Vers 1885, il passe à une conception moins anecdotique du genre et choisit ses modèles dans la haute bourgeoise. Avec comme thème central la vie de la Parisienne élégante, il connaît une carrière brillante surtout pendant le Second Empire. Style précis, palette claire et lumineuse. A également été l'un des premiers amateurs de "Japonaiseries" ou "Curiosités japonaises". Troublé par les recherches des impressionnistes, il traverse vers 1880 une crise morale et tente d'abandonner ses thèmes mondains pour travailler sur nature; Courbet et Manet influenceront ses marines de 1883-1885, peintes à Etretat, à Sainte-Adresse, puis à Menton.
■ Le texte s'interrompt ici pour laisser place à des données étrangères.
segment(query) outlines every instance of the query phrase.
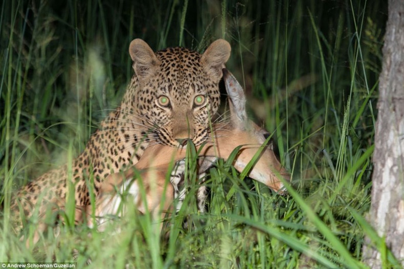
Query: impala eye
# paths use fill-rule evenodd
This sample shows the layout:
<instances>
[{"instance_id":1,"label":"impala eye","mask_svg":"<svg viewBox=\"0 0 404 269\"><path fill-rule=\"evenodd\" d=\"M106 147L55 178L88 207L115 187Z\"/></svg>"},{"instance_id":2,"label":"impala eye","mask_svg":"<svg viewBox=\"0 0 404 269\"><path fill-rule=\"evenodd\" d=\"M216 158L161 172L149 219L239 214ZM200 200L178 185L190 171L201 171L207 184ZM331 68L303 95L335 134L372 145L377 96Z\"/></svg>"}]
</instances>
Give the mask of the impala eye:
<instances>
[{"instance_id":1,"label":"impala eye","mask_svg":"<svg viewBox=\"0 0 404 269\"><path fill-rule=\"evenodd\" d=\"M170 104L170 100L168 97L162 95L159 97L159 104L162 106L168 106Z\"/></svg>"},{"instance_id":2,"label":"impala eye","mask_svg":"<svg viewBox=\"0 0 404 269\"><path fill-rule=\"evenodd\" d=\"M203 95L198 95L194 99L194 104L198 106L201 106L205 104L206 98Z\"/></svg>"}]
</instances>

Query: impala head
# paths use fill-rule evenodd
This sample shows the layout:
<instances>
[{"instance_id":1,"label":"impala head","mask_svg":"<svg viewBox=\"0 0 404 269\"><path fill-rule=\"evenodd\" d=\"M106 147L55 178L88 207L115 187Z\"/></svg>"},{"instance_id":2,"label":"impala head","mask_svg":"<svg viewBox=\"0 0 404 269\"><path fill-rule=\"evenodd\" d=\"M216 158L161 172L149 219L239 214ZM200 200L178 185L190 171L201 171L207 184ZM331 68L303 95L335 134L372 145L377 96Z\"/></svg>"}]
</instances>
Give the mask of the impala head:
<instances>
[{"instance_id":1,"label":"impala head","mask_svg":"<svg viewBox=\"0 0 404 269\"><path fill-rule=\"evenodd\" d=\"M155 53L141 39L130 43L138 83L130 106L149 126L151 140L174 147L187 139L196 145L206 140L209 117L220 104L218 84L230 51L223 39L203 55L179 47Z\"/></svg>"},{"instance_id":2,"label":"impala head","mask_svg":"<svg viewBox=\"0 0 404 269\"><path fill-rule=\"evenodd\" d=\"M219 138L217 141L218 148L222 154L225 153L222 149L228 146L227 145L231 145L230 147L233 147L233 148L235 147L235 144L243 145L234 163L235 167L240 171L253 159L260 147L263 147L258 160L248 175L273 190L282 192L283 184L280 177L289 181L290 174L278 160L273 150L272 142L270 141L266 145L264 144L271 134L248 119L244 91L233 75L223 69L223 78L229 97L231 123L230 126L228 128L230 128L231 133L226 134L226 130L220 129L216 132L216 136ZM230 136L233 137L229 138ZM220 139L220 137L222 138ZM230 139L234 141L230 142ZM227 150L230 151L230 150L229 148Z\"/></svg>"}]
</instances>

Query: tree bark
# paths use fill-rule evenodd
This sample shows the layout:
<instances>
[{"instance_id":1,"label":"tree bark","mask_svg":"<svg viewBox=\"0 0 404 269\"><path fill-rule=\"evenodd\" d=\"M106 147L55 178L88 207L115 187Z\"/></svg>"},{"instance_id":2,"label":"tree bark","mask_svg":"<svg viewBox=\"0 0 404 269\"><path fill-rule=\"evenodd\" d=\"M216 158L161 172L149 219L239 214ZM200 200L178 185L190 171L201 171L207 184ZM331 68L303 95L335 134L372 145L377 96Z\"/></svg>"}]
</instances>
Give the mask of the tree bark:
<instances>
[{"instance_id":1,"label":"tree bark","mask_svg":"<svg viewBox=\"0 0 404 269\"><path fill-rule=\"evenodd\" d=\"M368 218L404 266L404 1L389 1ZM380 255L365 239L363 261L381 268Z\"/></svg>"}]
</instances>

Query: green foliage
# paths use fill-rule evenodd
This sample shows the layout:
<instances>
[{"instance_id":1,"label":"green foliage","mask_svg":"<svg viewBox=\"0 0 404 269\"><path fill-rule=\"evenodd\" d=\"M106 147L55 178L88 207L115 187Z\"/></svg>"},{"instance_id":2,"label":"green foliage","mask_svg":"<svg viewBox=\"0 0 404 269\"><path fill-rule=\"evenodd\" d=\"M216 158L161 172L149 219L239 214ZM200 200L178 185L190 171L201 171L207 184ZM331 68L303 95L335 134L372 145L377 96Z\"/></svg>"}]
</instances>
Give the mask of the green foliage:
<instances>
[{"instance_id":1,"label":"green foliage","mask_svg":"<svg viewBox=\"0 0 404 269\"><path fill-rule=\"evenodd\" d=\"M386 267L398 266L364 220L386 6L3 2L0 261L69 261L77 252L80 268L362 268L368 235ZM218 38L230 42L227 68L245 89L250 115L274 132L293 174L289 194L274 193L240 176L231 162L219 161L206 183L208 213L197 213L189 195L180 212L167 217L168 237L160 236L149 214L134 209L102 233L75 227L71 207L58 237L51 231L27 248L8 221L11 195L84 148L120 102L132 72L128 45L137 37L155 50L181 44L202 51ZM188 174L194 177L192 194L198 186ZM185 228L186 218L192 225ZM32 236L35 225L26 234Z\"/></svg>"}]
</instances>

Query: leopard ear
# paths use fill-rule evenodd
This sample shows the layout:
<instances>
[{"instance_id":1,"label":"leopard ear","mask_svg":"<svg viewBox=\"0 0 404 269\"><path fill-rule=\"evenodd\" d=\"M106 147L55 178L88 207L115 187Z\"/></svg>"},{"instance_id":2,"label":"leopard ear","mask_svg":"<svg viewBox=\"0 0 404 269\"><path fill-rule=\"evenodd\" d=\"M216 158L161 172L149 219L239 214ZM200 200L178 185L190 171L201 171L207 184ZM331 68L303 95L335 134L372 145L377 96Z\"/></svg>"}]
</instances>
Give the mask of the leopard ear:
<instances>
[{"instance_id":1,"label":"leopard ear","mask_svg":"<svg viewBox=\"0 0 404 269\"><path fill-rule=\"evenodd\" d=\"M222 69L230 57L232 48L225 39L217 39L206 49L200 58L202 66L208 75L217 82L221 78Z\"/></svg>"},{"instance_id":2,"label":"leopard ear","mask_svg":"<svg viewBox=\"0 0 404 269\"><path fill-rule=\"evenodd\" d=\"M132 40L129 46L129 53L133 61L134 73L141 81L154 74L160 64L153 50L141 39Z\"/></svg>"}]
</instances>

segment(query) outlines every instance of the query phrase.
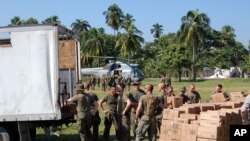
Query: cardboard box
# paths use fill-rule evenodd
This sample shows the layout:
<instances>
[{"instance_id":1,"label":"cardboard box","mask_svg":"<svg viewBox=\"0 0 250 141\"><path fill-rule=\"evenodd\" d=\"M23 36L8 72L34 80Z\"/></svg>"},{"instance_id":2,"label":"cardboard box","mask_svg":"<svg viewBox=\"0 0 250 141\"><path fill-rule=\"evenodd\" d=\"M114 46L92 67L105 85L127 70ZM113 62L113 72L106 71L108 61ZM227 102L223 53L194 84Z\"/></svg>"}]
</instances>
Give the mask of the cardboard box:
<instances>
[{"instance_id":1,"label":"cardboard box","mask_svg":"<svg viewBox=\"0 0 250 141\"><path fill-rule=\"evenodd\" d=\"M193 104L192 105L185 104L184 106L180 107L179 110L185 111L186 114L199 114L200 113L200 107L198 106L195 107L193 106Z\"/></svg>"},{"instance_id":2,"label":"cardboard box","mask_svg":"<svg viewBox=\"0 0 250 141\"><path fill-rule=\"evenodd\" d=\"M179 109L164 109L163 110L163 119L173 119L180 117L180 114L184 113Z\"/></svg>"},{"instance_id":3,"label":"cardboard box","mask_svg":"<svg viewBox=\"0 0 250 141\"><path fill-rule=\"evenodd\" d=\"M179 108L183 105L183 97L180 96L171 96L167 99L168 102L172 101L173 108Z\"/></svg>"},{"instance_id":4,"label":"cardboard box","mask_svg":"<svg viewBox=\"0 0 250 141\"><path fill-rule=\"evenodd\" d=\"M232 102L238 102L239 99L241 100L242 98L244 98L243 92L231 92L230 93L230 99Z\"/></svg>"},{"instance_id":5,"label":"cardboard box","mask_svg":"<svg viewBox=\"0 0 250 141\"><path fill-rule=\"evenodd\" d=\"M218 139L197 138L197 141L229 141L229 139L218 140Z\"/></svg>"},{"instance_id":6,"label":"cardboard box","mask_svg":"<svg viewBox=\"0 0 250 141\"><path fill-rule=\"evenodd\" d=\"M182 124L181 141L196 141L198 125Z\"/></svg>"},{"instance_id":7,"label":"cardboard box","mask_svg":"<svg viewBox=\"0 0 250 141\"><path fill-rule=\"evenodd\" d=\"M214 104L202 104L200 105L201 112L208 111L208 110L215 110Z\"/></svg>"},{"instance_id":8,"label":"cardboard box","mask_svg":"<svg viewBox=\"0 0 250 141\"><path fill-rule=\"evenodd\" d=\"M197 120L198 114L180 114L180 118Z\"/></svg>"},{"instance_id":9,"label":"cardboard box","mask_svg":"<svg viewBox=\"0 0 250 141\"><path fill-rule=\"evenodd\" d=\"M198 127L198 137L208 138L208 139L221 139L228 138L228 127L209 127L209 126L199 126Z\"/></svg>"},{"instance_id":10,"label":"cardboard box","mask_svg":"<svg viewBox=\"0 0 250 141\"><path fill-rule=\"evenodd\" d=\"M225 125L224 120L200 120L201 126L219 127Z\"/></svg>"},{"instance_id":11,"label":"cardboard box","mask_svg":"<svg viewBox=\"0 0 250 141\"><path fill-rule=\"evenodd\" d=\"M213 102L225 102L226 98L223 93L216 93L211 95Z\"/></svg>"},{"instance_id":12,"label":"cardboard box","mask_svg":"<svg viewBox=\"0 0 250 141\"><path fill-rule=\"evenodd\" d=\"M190 121L190 123L200 125L200 120L192 120L192 121Z\"/></svg>"}]
</instances>

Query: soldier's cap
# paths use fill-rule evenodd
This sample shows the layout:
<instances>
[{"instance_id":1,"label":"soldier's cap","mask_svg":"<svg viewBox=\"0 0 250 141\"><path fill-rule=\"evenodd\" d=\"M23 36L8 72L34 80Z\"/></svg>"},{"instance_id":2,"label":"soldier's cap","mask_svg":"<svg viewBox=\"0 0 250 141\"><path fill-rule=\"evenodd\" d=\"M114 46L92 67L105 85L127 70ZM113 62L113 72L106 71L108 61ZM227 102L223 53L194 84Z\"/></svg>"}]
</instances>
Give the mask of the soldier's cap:
<instances>
[{"instance_id":1,"label":"soldier's cap","mask_svg":"<svg viewBox=\"0 0 250 141\"><path fill-rule=\"evenodd\" d=\"M83 83L83 87L84 87L84 89L89 89L90 84L89 83Z\"/></svg>"},{"instance_id":2,"label":"soldier's cap","mask_svg":"<svg viewBox=\"0 0 250 141\"><path fill-rule=\"evenodd\" d=\"M76 90L77 91L81 91L81 90L83 90L84 89L84 85L83 84L77 84L76 85Z\"/></svg>"},{"instance_id":3,"label":"soldier's cap","mask_svg":"<svg viewBox=\"0 0 250 141\"><path fill-rule=\"evenodd\" d=\"M181 87L180 88L180 92L185 92L186 91L186 87Z\"/></svg>"},{"instance_id":4,"label":"soldier's cap","mask_svg":"<svg viewBox=\"0 0 250 141\"><path fill-rule=\"evenodd\" d=\"M140 85L140 84L141 84L141 82L139 82L139 81L134 81L132 85L136 86L136 85Z\"/></svg>"}]
</instances>

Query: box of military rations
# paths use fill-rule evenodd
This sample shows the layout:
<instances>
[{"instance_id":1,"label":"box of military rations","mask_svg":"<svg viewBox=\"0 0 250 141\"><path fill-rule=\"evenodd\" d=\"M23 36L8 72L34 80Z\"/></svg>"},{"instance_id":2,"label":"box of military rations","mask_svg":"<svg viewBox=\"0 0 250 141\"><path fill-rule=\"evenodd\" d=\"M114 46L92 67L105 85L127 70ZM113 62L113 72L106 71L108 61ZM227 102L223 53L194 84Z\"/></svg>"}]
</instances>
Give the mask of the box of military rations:
<instances>
[{"instance_id":1,"label":"box of military rations","mask_svg":"<svg viewBox=\"0 0 250 141\"><path fill-rule=\"evenodd\" d=\"M229 135L229 127L220 126L220 127L212 127L212 126L199 126L197 136L200 138L208 138L208 139L221 139L228 138Z\"/></svg>"},{"instance_id":2,"label":"box of military rations","mask_svg":"<svg viewBox=\"0 0 250 141\"><path fill-rule=\"evenodd\" d=\"M179 108L183 105L183 98L180 96L171 96L167 99L168 102L172 102L173 108Z\"/></svg>"},{"instance_id":3,"label":"box of military rations","mask_svg":"<svg viewBox=\"0 0 250 141\"><path fill-rule=\"evenodd\" d=\"M188 114L199 114L200 106L196 104L184 104L179 108L181 111L185 111Z\"/></svg>"},{"instance_id":4,"label":"box of military rations","mask_svg":"<svg viewBox=\"0 0 250 141\"><path fill-rule=\"evenodd\" d=\"M225 102L226 98L223 93L215 93L211 95L213 102Z\"/></svg>"},{"instance_id":5,"label":"box of military rations","mask_svg":"<svg viewBox=\"0 0 250 141\"><path fill-rule=\"evenodd\" d=\"M229 141L229 139L224 138L223 140L218 140L218 139L197 138L197 141Z\"/></svg>"},{"instance_id":6,"label":"box of military rations","mask_svg":"<svg viewBox=\"0 0 250 141\"><path fill-rule=\"evenodd\" d=\"M190 119L190 120L197 120L198 114L180 114L180 118L183 119Z\"/></svg>"},{"instance_id":7,"label":"box of military rations","mask_svg":"<svg viewBox=\"0 0 250 141\"><path fill-rule=\"evenodd\" d=\"M240 102L244 100L244 93L243 92L231 92L230 99L232 102Z\"/></svg>"},{"instance_id":8,"label":"box of military rations","mask_svg":"<svg viewBox=\"0 0 250 141\"><path fill-rule=\"evenodd\" d=\"M163 119L174 119L180 117L180 114L184 111L179 109L164 109L163 110Z\"/></svg>"}]
</instances>

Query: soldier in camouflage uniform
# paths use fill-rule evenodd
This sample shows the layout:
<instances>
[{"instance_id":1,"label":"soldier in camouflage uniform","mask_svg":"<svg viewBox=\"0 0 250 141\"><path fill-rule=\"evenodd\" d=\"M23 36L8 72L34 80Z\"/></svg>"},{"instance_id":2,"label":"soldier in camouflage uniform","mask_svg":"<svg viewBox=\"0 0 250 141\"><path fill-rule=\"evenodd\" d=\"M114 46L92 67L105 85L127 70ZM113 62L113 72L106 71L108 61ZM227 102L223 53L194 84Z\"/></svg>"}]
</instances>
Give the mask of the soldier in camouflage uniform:
<instances>
[{"instance_id":1,"label":"soldier in camouflage uniform","mask_svg":"<svg viewBox=\"0 0 250 141\"><path fill-rule=\"evenodd\" d=\"M100 100L100 106L103 112L105 113L105 118L104 118L104 132L103 132L103 137L105 141L109 140L109 134L110 134L110 128L112 123L115 126L115 131L116 131L116 136L118 139L120 139L120 134L119 134L119 125L118 125L118 112L117 112L117 105L118 105L118 98L119 94L116 92L116 86L113 85L110 88L110 93L108 95L105 95L101 100ZM103 103L106 103L107 108L104 110L103 108Z\"/></svg>"},{"instance_id":2,"label":"soldier in camouflage uniform","mask_svg":"<svg viewBox=\"0 0 250 141\"><path fill-rule=\"evenodd\" d=\"M168 96L175 96L173 86L166 87L166 92Z\"/></svg>"},{"instance_id":3,"label":"soldier in camouflage uniform","mask_svg":"<svg viewBox=\"0 0 250 141\"><path fill-rule=\"evenodd\" d=\"M179 96L183 98L183 104L189 102L189 98L186 95L186 87L181 87Z\"/></svg>"},{"instance_id":4,"label":"soldier in camouflage uniform","mask_svg":"<svg viewBox=\"0 0 250 141\"><path fill-rule=\"evenodd\" d=\"M129 75L127 80L126 80L128 91L130 91L131 82L132 82L132 79L131 79L131 76Z\"/></svg>"},{"instance_id":5,"label":"soldier in camouflage uniform","mask_svg":"<svg viewBox=\"0 0 250 141\"><path fill-rule=\"evenodd\" d=\"M84 92L83 87L84 86L82 84L77 84L77 95L68 99L68 102L76 102L77 104L77 126L81 141L91 141L92 135L90 132L90 105L96 105L96 103L89 94Z\"/></svg>"},{"instance_id":6,"label":"soldier in camouflage uniform","mask_svg":"<svg viewBox=\"0 0 250 141\"><path fill-rule=\"evenodd\" d=\"M194 84L191 84L189 86L189 91L187 92L186 95L189 98L189 101L188 101L189 104L200 103L201 96L200 96L199 92L197 92L195 90L195 85Z\"/></svg>"},{"instance_id":7,"label":"soldier in camouflage uniform","mask_svg":"<svg viewBox=\"0 0 250 141\"><path fill-rule=\"evenodd\" d=\"M136 129L136 141L143 141L145 133L148 132L148 140L156 141L156 99L153 94L153 85L146 85L145 92L146 95L140 97L139 105L136 110L135 122L138 123L138 118L141 113L143 113L138 127Z\"/></svg>"},{"instance_id":8,"label":"soldier in camouflage uniform","mask_svg":"<svg viewBox=\"0 0 250 141\"><path fill-rule=\"evenodd\" d=\"M130 111L123 113L127 105L127 95L125 95L125 84L120 83L116 85L117 91L120 94L118 100L119 126L121 129L121 140L130 141Z\"/></svg>"},{"instance_id":9,"label":"soldier in camouflage uniform","mask_svg":"<svg viewBox=\"0 0 250 141\"><path fill-rule=\"evenodd\" d=\"M92 90L95 90L96 82L97 82L96 76L93 75L93 76L92 76Z\"/></svg>"},{"instance_id":10,"label":"soldier in camouflage uniform","mask_svg":"<svg viewBox=\"0 0 250 141\"><path fill-rule=\"evenodd\" d=\"M156 107L156 122L157 122L157 128L158 131L160 132L161 128L161 121L162 121L162 112L164 108L167 108L171 103L167 103L167 92L165 91L166 89L166 84L164 83L159 83L158 84L158 89L161 92L161 94L157 97L157 107Z\"/></svg>"},{"instance_id":11,"label":"soldier in camouflage uniform","mask_svg":"<svg viewBox=\"0 0 250 141\"><path fill-rule=\"evenodd\" d=\"M216 86L216 88L215 88L215 91L212 93L212 95L213 95L213 94L217 94L217 93L223 93L223 95L224 95L224 97L225 97L225 101L229 101L229 100L230 100L229 95L227 94L227 92L222 91L222 88L223 88L222 84L218 84L218 85ZM209 102L212 102L212 96L210 96Z\"/></svg>"},{"instance_id":12,"label":"soldier in camouflage uniform","mask_svg":"<svg viewBox=\"0 0 250 141\"><path fill-rule=\"evenodd\" d=\"M98 111L98 97L95 93L91 92L89 90L90 88L90 84L89 83L85 83L84 84L84 89L85 92L87 94L89 94L92 99L95 101L95 105L91 105L90 107L90 115L91 115L91 124L93 127L93 141L97 141L98 140L98 136L99 136L99 124L101 123L101 118L99 116L99 111Z\"/></svg>"},{"instance_id":13,"label":"soldier in camouflage uniform","mask_svg":"<svg viewBox=\"0 0 250 141\"><path fill-rule=\"evenodd\" d=\"M136 136L136 128L137 128L137 124L135 123L135 113L136 113L139 99L142 95L144 95L144 91L140 89L140 84L141 83L138 81L135 81L133 83L135 90L128 94L127 105L126 105L126 108L124 109L124 113L131 109L130 122L131 122L131 129L134 133L134 137Z\"/></svg>"},{"instance_id":14,"label":"soldier in camouflage uniform","mask_svg":"<svg viewBox=\"0 0 250 141\"><path fill-rule=\"evenodd\" d=\"M98 88L100 88L101 78L100 78L99 75L97 76L96 81L97 81L97 86L98 86Z\"/></svg>"},{"instance_id":15,"label":"soldier in camouflage uniform","mask_svg":"<svg viewBox=\"0 0 250 141\"><path fill-rule=\"evenodd\" d=\"M101 77L101 83L102 83L102 91L106 92L106 83L107 83L107 78L105 74Z\"/></svg>"}]
</instances>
Mais l'évolution de l'impressionnisme vers le divisionnisme le déconcerte, et il manifestera violemment son hostilité à l'égard de Seurat.
A partir de 1880, il dirige une "Académie Libre" pour jeunes dames à l'Avenue Frochot. Sarah Bernhardt a été l'une de ses élèves. En 1886, il a publié "Impressions sur la peinture" dédiées à Corot. Œuvres dans les Musées d'Anvers, Bruxelles, Ixelles, Tournai, Liège.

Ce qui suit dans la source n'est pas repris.